Adoubé par la presse internationale dans sa grande majorité, descendue en flèche par les religieux et conservateurs, cette Cérémonie d'ouverture des Jeux Olympiques de Paris 2024 n'a pas manqué de faire réagir.

Prenant place le vendredi 26 juillet 2024 sous une pluie battante, la Cérémonie sort pour la première fois du cadre habituel d'un stade. Elle se déroule pour l'occasion sur la Seine, laquelle verra défiler sur 6,3 km 206 délégations réparties sur 85 bateaux, pour un total d'environ 10 500 athlètes. Installés dans des tribunes provisoires le long de la Seine, 326 000 spectateurs peuvent assister au show pendant environ 3h30.

Sur le plan artistique, la Cérémonie se décline en 12 Tableaux thématiques prônant divers savoirs-faire et richesses culturelles françaises. Plusieurs artistes sont présents pour la Fête, nous offrant des prestations artistiques censées représenter les valeurs de la France.

De son introduction enregistrée dans un Stade de France désert entre Jamel et Zizou-Christ à son épilogue sur la Tour Eiffel au son de la voix envoûtante de Céline, le show nous aura tantôt fait vibrer tantôt agacer.

Ce que j'ai aimé

  • Le cadre dans lequel a pris part cette Cérémonie d'ouverture, rendant hommage à de nombreux monuments parisiens de renom (Notre-Dame, Grand Palais, Conciergerie, Pyramide du Louvre, Tour Eiffel...).
  • Certaines prestations artistiques.

Que ce soit au niveau vocal et/ou dans leur mise en scène, certaines prestations m'ont donné le frisson. L'interprétation du groupe de heavy-metal Gojira sur la façade de la Conciergerie est bluffante, celle de Juliette Armanet sur la Seine est douce et mélodieuse. La Marseillaise d'Axelle Saint-Cirel, perchée sur le toit du Grand Palais, est juste superbe. Et que dire de L'Hymne à l'Amour de Céline Dion, chanté du 1er étage de la Tour Eiffel dans un final époustouflant.
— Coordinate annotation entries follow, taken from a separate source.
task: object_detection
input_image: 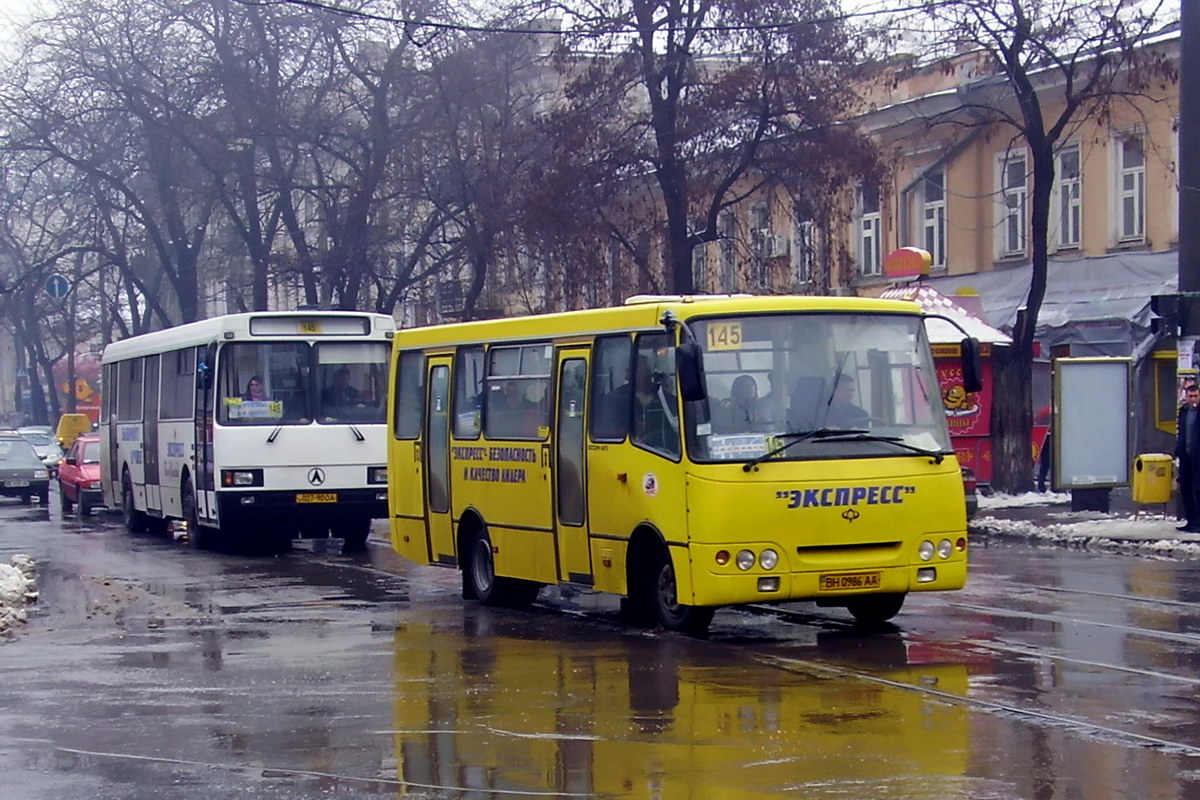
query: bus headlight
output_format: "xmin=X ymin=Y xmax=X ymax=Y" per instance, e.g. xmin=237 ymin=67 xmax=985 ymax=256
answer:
xmin=758 ymin=547 xmax=779 ymax=570
xmin=221 ymin=469 xmax=263 ymax=486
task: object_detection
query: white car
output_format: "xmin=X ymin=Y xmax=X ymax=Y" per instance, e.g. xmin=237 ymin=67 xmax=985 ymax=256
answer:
xmin=17 ymin=426 xmax=62 ymax=475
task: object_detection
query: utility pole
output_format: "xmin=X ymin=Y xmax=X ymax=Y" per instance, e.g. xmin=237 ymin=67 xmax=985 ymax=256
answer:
xmin=1178 ymin=0 xmax=1200 ymax=299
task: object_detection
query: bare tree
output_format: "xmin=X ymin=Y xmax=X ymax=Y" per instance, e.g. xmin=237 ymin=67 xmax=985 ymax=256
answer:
xmin=902 ymin=0 xmax=1176 ymax=492
xmin=535 ymin=0 xmax=874 ymax=293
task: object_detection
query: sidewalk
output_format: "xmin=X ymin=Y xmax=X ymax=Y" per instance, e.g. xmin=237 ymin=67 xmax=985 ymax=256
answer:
xmin=967 ymin=488 xmax=1200 ymax=559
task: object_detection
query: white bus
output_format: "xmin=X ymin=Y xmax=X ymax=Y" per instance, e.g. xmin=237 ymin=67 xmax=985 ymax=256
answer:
xmin=100 ymin=311 xmax=396 ymax=552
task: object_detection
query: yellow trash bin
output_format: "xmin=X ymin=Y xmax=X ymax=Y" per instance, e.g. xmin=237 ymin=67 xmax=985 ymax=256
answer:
xmin=1133 ymin=453 xmax=1175 ymax=503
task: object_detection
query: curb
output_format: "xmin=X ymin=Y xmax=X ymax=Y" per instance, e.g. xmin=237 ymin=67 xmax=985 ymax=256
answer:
xmin=967 ymin=517 xmax=1200 ymax=561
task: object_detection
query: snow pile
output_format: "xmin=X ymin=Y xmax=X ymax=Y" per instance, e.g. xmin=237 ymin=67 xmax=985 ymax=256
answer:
xmin=968 ymin=512 xmax=1200 ymax=560
xmin=0 ymin=555 xmax=37 ymax=636
xmin=979 ymin=492 xmax=1070 ymax=511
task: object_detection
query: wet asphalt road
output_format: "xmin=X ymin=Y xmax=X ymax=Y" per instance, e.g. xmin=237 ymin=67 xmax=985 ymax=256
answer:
xmin=0 ymin=497 xmax=1200 ymax=800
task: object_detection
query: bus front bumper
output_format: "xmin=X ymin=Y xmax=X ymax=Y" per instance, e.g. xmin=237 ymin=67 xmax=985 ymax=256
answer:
xmin=692 ymin=546 xmax=967 ymax=606
xmin=217 ymin=486 xmax=388 ymax=524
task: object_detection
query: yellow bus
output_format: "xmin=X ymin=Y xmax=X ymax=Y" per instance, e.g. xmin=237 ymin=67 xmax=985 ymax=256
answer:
xmin=388 ymin=295 xmax=978 ymax=632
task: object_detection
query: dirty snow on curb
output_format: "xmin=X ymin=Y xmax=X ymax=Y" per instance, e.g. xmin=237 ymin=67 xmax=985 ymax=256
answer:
xmin=0 ymin=555 xmax=37 ymax=637
xmin=970 ymin=512 xmax=1200 ymax=560
xmin=979 ymin=492 xmax=1070 ymax=511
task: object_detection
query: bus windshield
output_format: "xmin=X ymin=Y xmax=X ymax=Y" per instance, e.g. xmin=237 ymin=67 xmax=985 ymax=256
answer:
xmin=217 ymin=342 xmax=388 ymax=425
xmin=685 ymin=313 xmax=953 ymax=462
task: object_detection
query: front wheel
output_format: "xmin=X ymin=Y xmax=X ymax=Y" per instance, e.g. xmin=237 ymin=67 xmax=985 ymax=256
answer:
xmin=846 ymin=594 xmax=905 ymax=625
xmin=649 ymin=551 xmax=716 ymax=636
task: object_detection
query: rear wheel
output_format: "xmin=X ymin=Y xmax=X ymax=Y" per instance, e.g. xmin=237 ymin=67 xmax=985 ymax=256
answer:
xmin=846 ymin=594 xmax=905 ymax=625
xmin=647 ymin=548 xmax=716 ymax=636
xmin=464 ymin=528 xmax=541 ymax=607
xmin=331 ymin=517 xmax=371 ymax=553
xmin=121 ymin=473 xmax=146 ymax=534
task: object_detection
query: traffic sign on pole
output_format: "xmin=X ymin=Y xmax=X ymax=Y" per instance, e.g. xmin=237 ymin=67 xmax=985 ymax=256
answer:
xmin=46 ymin=272 xmax=71 ymax=300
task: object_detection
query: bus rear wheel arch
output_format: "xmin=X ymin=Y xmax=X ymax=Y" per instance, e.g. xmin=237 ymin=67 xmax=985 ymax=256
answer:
xmin=846 ymin=593 xmax=906 ymax=625
xmin=458 ymin=521 xmax=541 ymax=608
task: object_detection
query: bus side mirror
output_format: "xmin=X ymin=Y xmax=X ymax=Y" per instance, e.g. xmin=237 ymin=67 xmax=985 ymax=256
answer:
xmin=676 ymin=342 xmax=708 ymax=403
xmin=961 ymin=336 xmax=983 ymax=392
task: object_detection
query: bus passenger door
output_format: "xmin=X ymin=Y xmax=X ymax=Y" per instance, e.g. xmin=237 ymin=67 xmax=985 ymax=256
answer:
xmin=553 ymin=348 xmax=594 ymax=585
xmin=142 ymin=355 xmax=162 ymax=511
xmin=424 ymin=356 xmax=455 ymax=564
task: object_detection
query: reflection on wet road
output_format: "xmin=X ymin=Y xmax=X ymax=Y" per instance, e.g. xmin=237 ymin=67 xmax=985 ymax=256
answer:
xmin=0 ymin=506 xmax=1200 ymax=800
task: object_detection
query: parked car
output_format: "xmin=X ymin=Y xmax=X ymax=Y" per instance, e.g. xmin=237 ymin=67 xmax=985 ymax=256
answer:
xmin=962 ymin=467 xmax=979 ymax=519
xmin=59 ymin=433 xmax=104 ymax=517
xmin=17 ymin=425 xmax=62 ymax=477
xmin=0 ymin=432 xmax=50 ymax=505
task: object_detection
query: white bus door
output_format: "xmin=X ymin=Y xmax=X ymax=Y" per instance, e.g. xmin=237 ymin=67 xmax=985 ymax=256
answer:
xmin=553 ymin=348 xmax=594 ymax=585
xmin=142 ymin=355 xmax=162 ymax=513
xmin=424 ymin=356 xmax=457 ymax=564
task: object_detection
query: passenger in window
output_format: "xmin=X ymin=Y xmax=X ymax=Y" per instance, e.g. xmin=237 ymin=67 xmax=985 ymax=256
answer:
xmin=718 ymin=375 xmax=763 ymax=433
xmin=634 ymin=356 xmax=679 ymax=455
xmin=320 ymin=367 xmax=362 ymax=407
xmin=826 ymin=375 xmax=871 ymax=429
xmin=241 ymin=375 xmax=269 ymax=401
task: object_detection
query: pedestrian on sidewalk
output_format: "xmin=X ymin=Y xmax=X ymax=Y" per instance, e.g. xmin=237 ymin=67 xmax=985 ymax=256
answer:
xmin=1175 ymin=383 xmax=1200 ymax=534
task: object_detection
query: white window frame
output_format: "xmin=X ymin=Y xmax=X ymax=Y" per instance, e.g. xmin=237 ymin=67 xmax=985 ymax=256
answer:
xmin=1112 ymin=130 xmax=1146 ymax=245
xmin=1051 ymin=142 xmax=1084 ymax=251
xmin=792 ymin=218 xmax=817 ymax=284
xmin=920 ymin=167 xmax=946 ymax=270
xmin=854 ymin=185 xmax=883 ymax=278
xmin=995 ymin=150 xmax=1030 ymax=259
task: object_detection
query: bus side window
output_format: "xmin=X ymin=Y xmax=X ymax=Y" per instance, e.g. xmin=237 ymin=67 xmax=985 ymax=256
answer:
xmin=630 ymin=333 xmax=679 ymax=458
xmin=394 ymin=353 xmax=425 ymax=439
xmin=589 ymin=336 xmax=634 ymax=441
xmin=454 ymin=348 xmax=484 ymax=439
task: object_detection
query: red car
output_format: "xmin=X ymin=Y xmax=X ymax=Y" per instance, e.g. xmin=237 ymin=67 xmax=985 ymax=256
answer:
xmin=59 ymin=433 xmax=104 ymax=517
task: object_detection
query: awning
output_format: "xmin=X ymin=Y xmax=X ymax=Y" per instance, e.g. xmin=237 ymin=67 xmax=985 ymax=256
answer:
xmin=902 ymin=251 xmax=1178 ymax=359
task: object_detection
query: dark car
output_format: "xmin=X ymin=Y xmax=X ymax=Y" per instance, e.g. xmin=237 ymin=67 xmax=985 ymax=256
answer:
xmin=59 ymin=433 xmax=104 ymax=517
xmin=0 ymin=433 xmax=50 ymax=505
xmin=962 ymin=467 xmax=979 ymax=519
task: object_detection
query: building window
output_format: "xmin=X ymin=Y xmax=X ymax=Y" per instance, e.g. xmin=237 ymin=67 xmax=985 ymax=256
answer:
xmin=857 ymin=184 xmax=883 ymax=277
xmin=1055 ymin=144 xmax=1082 ymax=248
xmin=1000 ymin=155 xmax=1027 ymax=258
xmin=792 ymin=219 xmax=817 ymax=283
xmin=1117 ymin=136 xmax=1146 ymax=242
xmin=714 ymin=211 xmax=738 ymax=293
xmin=920 ymin=169 xmax=946 ymax=270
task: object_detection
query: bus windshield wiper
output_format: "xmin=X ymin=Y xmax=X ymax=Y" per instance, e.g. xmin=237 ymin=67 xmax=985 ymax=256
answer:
xmin=742 ymin=428 xmax=866 ymax=473
xmin=824 ymin=431 xmax=947 ymax=464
  • Le spectacle des lasers autour de la Tour Eiffel. Véritable prouesse technique et visuelle, ce show nous en met littéralement plein la vue.
  • Les séquences enregistrées et inclues dans le show : l'introduction entre Jamel et Zidane, le chantier de Notre-Dame, la fabrication des médailles...
  • Le parcours du Porteur de Flamme masqué, sillonnant la Seine comme les toits parisiens. Personnage énigmatique aux multiples inspirations se déplaçant avec agilité, il fait honneur au parkour, discipline acrobatique également connue sous le nom de course libre.
  • La séquence de la Cavalière galopant sur la Seine sur son cheval métallique avant une arrivée triomphale au Trocadéro pour y remettre le drapeau olympique.
  • La séquence des statues dorées sortant de la Seine, mettant à l'honneur 10 Femmes ayant marqué la France.
  • Le passage de la délégation française avec Que Je t'aime / Lettre à France et Midnight City en fond sonore, dans un torrent d'émotion.
  • Le relais final de la Flamme Olympique dans une apothéose superbe et pleine d'émotion : Zizou le retour, Nadal, Serena, Lewis, Comanecci, Mauresmo, Parker, Hanquiquant, Keita, Le Fur, Guigou, Pineau, Lamour, Ballanger, Rousseau, Le Pennec, Douillet, Agbegnenou, Bernard, Laure Manaudou, Lavillenie, Flessel, Charles Coste (centenaire, plus vieux médaillé olympique français) avant l'embrasement de la vasque-montgolfière par le binôme Perec - Riner.

Ce que je n'ai pas aimé

  • Le discours soporifique de Thomas Bach, Président du CIO, au Trocadéro. A la fois longue et ennuyeuse, cette séquence casse complètement le rythme de la Cérémonie.
  • Le peu d'engouement de notre Président, tirant une tronche d'enterrement à chacune de ses apparitions face caméra. Sans en faire des caisses, le sourire aurait été de mise, d'autant plus que nous sommes le pays hôte de ces JO.
  • La présence et la prestation d'Aya Nakamura.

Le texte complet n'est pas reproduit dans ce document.